内閣官房と国交省がガイドライン改定
内閣官房と国土交通省は3月31日、ドローンを活用した荷物配送に関するガイドラインを公表した。
2021年に取りまとめたガイドラインの内容を改定し、安全性や収益性を担保するため、荷物配送を担う事業者らが考慮すべきポイントを列挙。新たに荷物配送サービスの収益性確保のため、先進機器を使って省人化と飛行の安全確保を両立できたケースを紹介、これからドローン物流の展開を目指す関係者に役立ててもらうことを意識している。
ガイドラインは事業コンセプトの構築に当たってはまず地域が抱える課題を整理した上で解決方法としてドローンが有効かどうかを確認。その上で利用者の視点に立ち、いつ、どこへ、何を運ぶかなど活用方法の具体化を図るようアドバイス。従来の姿勢を維持している。
併せて、サービスを利用する層の明確化や具体的なサービス提供体制、地元の自治体や住民の理解と協力を得る方策などを検討していくことを提案。事業推進へ多岐にわたる関係者の間で意見調整を図る「プロジェクトマネージャー」を置くことが望ましいとの見解をあらためて示している。

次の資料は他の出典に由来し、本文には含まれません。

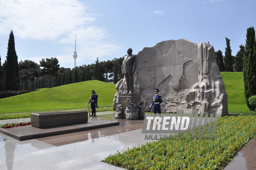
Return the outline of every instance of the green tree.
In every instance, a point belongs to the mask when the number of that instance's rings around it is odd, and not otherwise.
[[[1,56],[0,56],[0,91],[3,90],[2,67],[1,65]]]
[[[72,83],[72,74],[71,69],[68,68],[65,70],[65,82],[64,84],[68,84]]]
[[[243,71],[244,68],[244,54],[245,48],[242,44],[239,46],[240,50],[237,52],[237,55],[235,57],[235,64],[234,64],[234,70],[236,72]]]
[[[95,62],[93,67],[93,80],[104,81],[104,68],[102,63],[100,63],[99,58]]]
[[[224,71],[225,70],[225,65],[224,62],[223,62],[223,55],[222,55],[222,52],[220,50],[217,52],[215,52],[215,60],[216,64],[220,69],[220,71]]]
[[[78,82],[78,67],[77,66],[72,69],[72,80],[73,83]]]
[[[250,110],[255,111],[248,99],[256,95],[256,40],[253,27],[247,29],[245,50],[244,54],[244,94],[247,106]]]
[[[231,55],[232,50],[230,48],[230,40],[227,37],[225,38],[227,45],[227,47],[225,48],[225,57],[224,58],[225,71],[233,72],[234,71],[233,69],[234,61]]]
[[[51,58],[46,58],[46,61],[44,58],[43,58],[42,61],[40,61],[40,66],[43,68],[39,72],[40,76],[45,75],[48,76],[47,88],[50,88],[50,76],[57,74],[59,64],[58,64],[59,61],[56,58],[52,57]]]
[[[33,61],[25,60],[24,62],[21,60],[19,63],[19,76],[22,84],[21,87],[23,87],[26,89],[28,89],[28,84],[26,82],[28,80],[31,82],[30,89],[33,89],[35,88],[35,78],[39,77],[39,65]]]
[[[5,89],[7,90],[18,89],[20,83],[19,64],[12,30],[11,31],[9,37],[4,69],[3,84]]]
[[[92,80],[93,77],[94,68],[95,64],[88,64],[85,67],[85,80]]]
[[[114,63],[113,62],[113,61],[109,60],[106,62],[103,62],[102,64],[104,68],[106,81],[107,82],[108,81],[108,78],[110,79],[113,77],[114,75]]]
[[[64,82],[65,82],[65,75],[64,72],[66,69],[64,67],[61,67],[59,69],[58,71],[58,86],[62,86],[64,85]]]

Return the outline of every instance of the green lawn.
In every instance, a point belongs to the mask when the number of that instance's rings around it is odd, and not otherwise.
[[[221,72],[228,94],[228,113],[256,113],[250,111],[244,97],[244,77],[242,72]]]
[[[92,80],[61,86],[0,99],[0,113],[87,108],[92,90],[99,96],[99,107],[112,106],[116,84]]]
[[[244,98],[242,72],[221,72],[228,94],[229,113],[250,111]],[[99,95],[100,107],[112,107],[116,84],[92,80],[51,88],[0,99],[0,113],[44,112],[87,108],[91,90]]]

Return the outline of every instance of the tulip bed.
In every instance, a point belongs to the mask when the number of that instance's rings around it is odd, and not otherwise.
[[[9,124],[7,123],[6,124],[3,125],[1,126],[1,128],[10,128],[13,127],[17,127],[19,126],[26,126],[26,125],[30,125],[31,124],[31,122],[23,122],[23,123],[17,123],[16,124]]]
[[[219,118],[215,140],[164,140],[110,155],[104,161],[128,170],[214,170],[225,167],[256,134],[256,115]]]

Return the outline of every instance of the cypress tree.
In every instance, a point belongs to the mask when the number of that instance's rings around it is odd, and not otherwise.
[[[215,60],[216,64],[219,67],[220,71],[223,72],[225,70],[225,65],[223,62],[223,55],[222,52],[220,50],[215,52]]]
[[[1,65],[1,56],[0,55],[0,91],[3,90],[3,72]]]
[[[242,44],[239,46],[240,50],[235,55],[234,69],[236,72],[243,71],[244,67],[244,46]]]
[[[226,44],[227,47],[225,48],[225,57],[224,62],[225,64],[225,71],[234,72],[233,64],[234,63],[233,57],[231,55],[232,50],[230,48],[230,40],[227,37],[226,38]]]
[[[3,72],[3,84],[5,90],[18,89],[17,87],[19,85],[17,85],[19,84],[18,68],[18,57],[15,51],[14,36],[12,30],[9,37],[6,62]]]
[[[248,99],[256,95],[256,41],[253,27],[247,29],[245,50],[244,54],[244,94],[247,106],[250,110],[255,111]]]

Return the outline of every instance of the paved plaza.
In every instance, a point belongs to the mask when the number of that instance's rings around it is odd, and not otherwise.
[[[114,113],[97,113],[88,122],[118,121],[119,125],[22,141],[0,133],[0,169],[123,169],[102,161],[117,151],[149,141],[142,134],[142,120],[113,119]],[[0,124],[29,121],[30,118],[2,120]],[[255,139],[254,136],[224,170],[256,169]]]

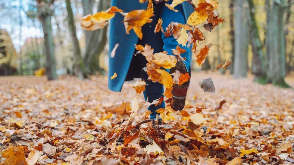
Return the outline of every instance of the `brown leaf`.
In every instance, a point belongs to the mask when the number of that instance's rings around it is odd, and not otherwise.
[[[43,145],[43,151],[51,156],[53,156],[55,155],[56,149],[56,147],[52,146],[49,143]]]

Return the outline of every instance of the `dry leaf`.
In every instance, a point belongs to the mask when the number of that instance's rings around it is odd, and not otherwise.
[[[159,18],[158,20],[157,23],[155,26],[155,29],[154,29],[154,33],[156,33],[160,31],[160,30],[162,29],[161,26],[162,25],[162,20],[161,18]]]
[[[128,84],[128,85],[134,88],[136,90],[136,92],[139,94],[142,91],[145,90],[145,87],[146,85],[146,83],[144,80],[143,81],[138,80],[134,84]]]
[[[49,143],[43,145],[43,151],[51,156],[53,156],[55,155],[56,149],[56,147],[52,146]]]
[[[116,74],[116,72],[115,72],[113,74],[113,76],[111,76],[111,77],[110,77],[110,79],[112,79],[115,78],[115,77],[116,77],[116,76],[117,76],[117,75]]]
[[[114,46],[113,49],[111,51],[111,53],[110,53],[110,57],[111,58],[113,58],[114,57],[114,56],[115,55],[115,51],[116,51],[116,49],[117,48],[117,47],[118,47],[119,45],[119,44],[115,44],[115,45]]]
[[[135,10],[128,13],[124,19],[124,24],[126,28],[127,34],[130,34],[130,31],[133,29],[135,33],[140,39],[143,38],[141,27],[147,23],[152,22],[150,18],[154,15],[153,14],[153,6],[151,1],[149,1],[148,7],[146,10]]]
[[[107,24],[107,21],[114,17],[116,13],[122,11],[115,6],[111,6],[105,11],[92,15],[88,15],[82,18],[81,26],[85,30],[91,31],[103,28]]]
[[[1,155],[2,157],[6,158],[2,164],[28,164],[26,161],[24,151],[22,146],[11,147],[7,150],[1,152]]]
[[[224,65],[223,65],[223,68],[224,69],[229,65],[230,65],[230,64],[232,63],[232,60],[229,60],[226,61],[226,62],[225,63],[225,64],[224,64]]]
[[[221,62],[219,64],[217,65],[217,66],[216,67],[216,68],[215,69],[214,69],[212,71],[213,72],[213,71],[215,71],[215,70],[217,70],[220,69],[220,68],[221,67],[221,66],[223,66],[223,63]]]
[[[175,56],[162,53],[155,53],[153,58],[152,62],[168,69],[175,67],[177,63]]]

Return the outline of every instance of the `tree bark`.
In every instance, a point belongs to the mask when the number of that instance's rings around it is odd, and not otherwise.
[[[268,26],[269,56],[267,81],[282,87],[289,86],[285,82],[286,52],[283,16],[285,0],[273,1],[270,10],[271,19]]]
[[[83,79],[83,63],[82,58],[79,40],[77,37],[76,29],[74,18],[74,14],[70,0],[65,0],[66,10],[67,12],[67,22],[74,49],[74,73],[80,79]]]
[[[234,1],[230,0],[229,2],[229,8],[230,11],[230,41],[231,42],[231,51],[232,56],[232,64],[229,66],[230,70],[230,73],[233,74],[234,72],[234,57],[235,56],[235,31],[234,28]]]
[[[109,8],[110,5],[110,1],[109,0],[100,0],[99,2],[98,11],[106,10]],[[86,40],[89,40],[89,45],[86,48],[84,64],[85,69],[88,72],[93,73],[95,71],[98,71],[102,73],[101,71],[102,70],[99,66],[99,56],[104,50],[107,43],[107,30],[106,26],[103,29],[91,32],[89,38],[86,38]],[[98,57],[95,57],[95,56]],[[94,59],[95,60],[93,60]],[[94,61],[95,63],[93,64],[92,63]],[[91,68],[91,66],[94,67]]]
[[[243,0],[234,2],[235,53],[233,76],[247,76],[248,52],[248,5]]]
[[[42,23],[44,35],[47,79],[48,80],[54,80],[57,79],[57,76],[56,73],[54,40],[51,23],[52,11],[50,9],[50,6],[53,5],[53,1],[38,0],[37,2],[38,15]]]
[[[255,8],[253,0],[248,0],[250,16],[249,25],[250,38],[253,51],[252,67],[252,73],[254,75],[255,80],[258,80],[264,75],[262,63],[262,46],[258,33],[257,23],[255,18]]]

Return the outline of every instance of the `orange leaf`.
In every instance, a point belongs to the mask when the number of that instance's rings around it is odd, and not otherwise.
[[[179,85],[180,86],[184,83],[189,81],[190,76],[189,73],[186,73],[184,74],[182,73],[180,73],[180,76],[179,78]]]
[[[24,150],[21,146],[12,147],[1,152],[1,155],[6,158],[2,164],[27,165],[24,157]]]
[[[139,38],[142,39],[143,33],[141,27],[147,23],[152,22],[150,18],[154,16],[153,12],[152,1],[149,1],[147,10],[135,10],[127,14],[124,19],[127,34],[130,34],[130,30],[133,29]]]
[[[134,84],[128,84],[129,86],[133,87],[136,90],[137,93],[141,93],[141,92],[145,90],[145,87],[146,83],[144,80],[137,81]]]
[[[91,31],[103,28],[107,24],[107,21],[114,17],[116,13],[122,11],[115,6],[111,6],[105,11],[87,15],[82,18],[81,26],[83,29]]]
[[[156,33],[159,32],[160,30],[162,28],[161,25],[162,25],[162,20],[159,18],[157,22],[157,24],[155,26],[155,29],[154,29],[154,33]]]
[[[226,62],[225,63],[225,64],[224,64],[224,65],[223,65],[223,68],[224,69],[228,66],[230,65],[230,64],[231,64],[231,63],[232,63],[232,60],[229,60],[226,61]]]
[[[209,50],[209,48],[207,46],[205,45],[203,48],[200,49],[199,53],[196,55],[197,59],[196,59],[196,62],[198,63],[199,66],[202,64],[204,63],[206,56],[208,54],[208,51]]]

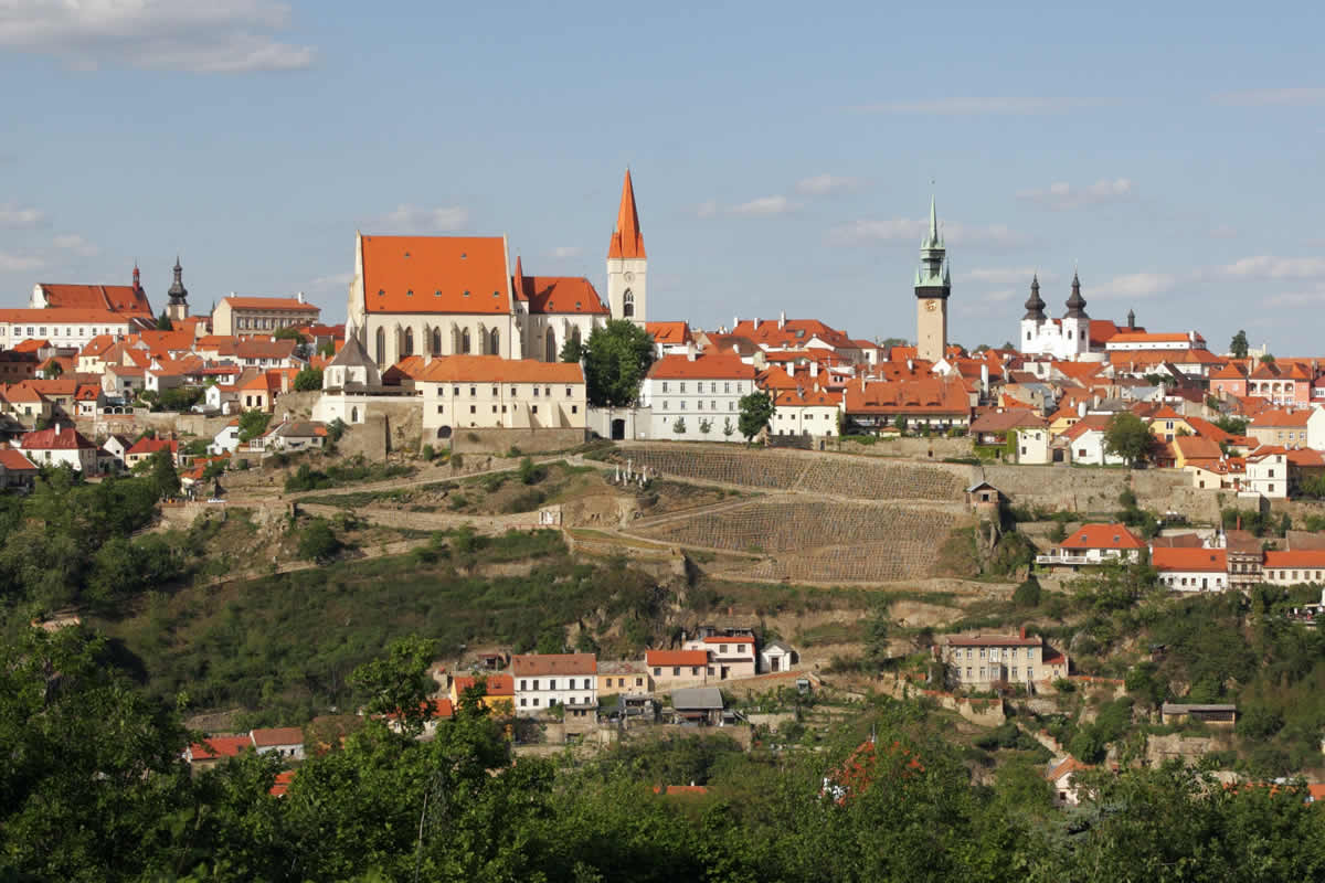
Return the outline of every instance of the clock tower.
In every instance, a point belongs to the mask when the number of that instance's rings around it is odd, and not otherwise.
[[[625,169],[621,207],[616,212],[616,229],[607,246],[607,303],[613,319],[627,319],[644,327],[648,316],[648,256],[640,234],[640,214],[635,209],[635,185]]]
[[[947,352],[947,295],[953,293],[953,277],[946,254],[930,197],[929,236],[920,244],[916,270],[916,355],[928,361],[938,361]]]

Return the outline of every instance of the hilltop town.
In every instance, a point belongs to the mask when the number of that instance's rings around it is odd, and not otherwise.
[[[966,349],[934,204],[914,343],[700,328],[649,302],[629,172],[606,297],[504,237],[355,234],[351,265],[343,324],[301,293],[199,315],[179,261],[159,314],[136,267],[0,310],[0,572],[33,625],[189,696],[195,772],[269,756],[284,796],[350,733],[437,740],[466,703],[531,756],[784,757],[889,696],[1064,809],[1174,759],[1321,780],[1310,353],[1092,318],[1076,273],[1061,316],[1032,277],[1015,342]],[[56,511],[48,580],[24,526]],[[383,704],[359,673],[388,646],[427,678]]]

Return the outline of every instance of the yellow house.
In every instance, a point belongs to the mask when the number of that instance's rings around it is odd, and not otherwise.
[[[1150,434],[1159,441],[1171,442],[1181,436],[1195,436],[1196,430],[1182,414],[1165,405],[1150,414]]]
[[[460,704],[460,698],[465,690],[477,686],[478,678],[473,675],[456,675],[450,679],[450,700]],[[515,679],[507,674],[490,674],[482,679],[486,692],[480,704],[494,715],[511,715],[515,712]]]

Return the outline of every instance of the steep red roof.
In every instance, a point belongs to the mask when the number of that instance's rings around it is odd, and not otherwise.
[[[510,314],[500,236],[364,236],[368,312]]]
[[[517,265],[518,266],[518,265]],[[602,298],[584,277],[579,275],[526,275],[511,277],[515,297],[529,302],[531,314],[583,312],[607,315]]]
[[[1198,573],[1228,572],[1228,555],[1224,549],[1157,547],[1150,551],[1150,563],[1159,571],[1187,571]]]
[[[635,208],[635,184],[631,183],[631,169],[625,169],[621,184],[621,205],[616,210],[616,229],[607,246],[610,258],[645,258],[644,236],[640,233],[640,213]]]
[[[706,650],[645,650],[644,665],[659,666],[708,666],[709,654]]]
[[[584,369],[576,363],[502,359],[501,356],[443,356],[433,359],[415,380],[431,383],[547,383],[582,384]]]
[[[535,653],[510,658],[510,670],[522,675],[591,675],[598,674],[598,657],[592,653]]]
[[[28,433],[20,442],[23,450],[97,450],[97,445],[87,441],[72,426],[52,426]]]
[[[730,353],[702,353],[694,359],[662,356],[649,368],[649,377],[655,380],[754,380],[754,365]]]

採算性の確保のために、技術導入による省人化や多頻度運行を提案。落下などの事故に備えた損害保険加入も求めている。
事例集として、山梨県小菅村でエアロネクスト、長野県伊那市でKDDIがそれぞれ参加しているドローン物流の概要を公表。併せて、プロジェクトマネージャーがリーダーシップを発揮したケースとして長崎県五島市が地方自治体などとの調整に尽力したことに言及している。
人件費削減の事例としては、大分県津久見市で実証事業を展開した際、ドローンに設けた監視カメラの活動などで、飛行ルート周辺の安全確保を果たし、配置すべき人数を抑えて省人化を達成したことを紹介している。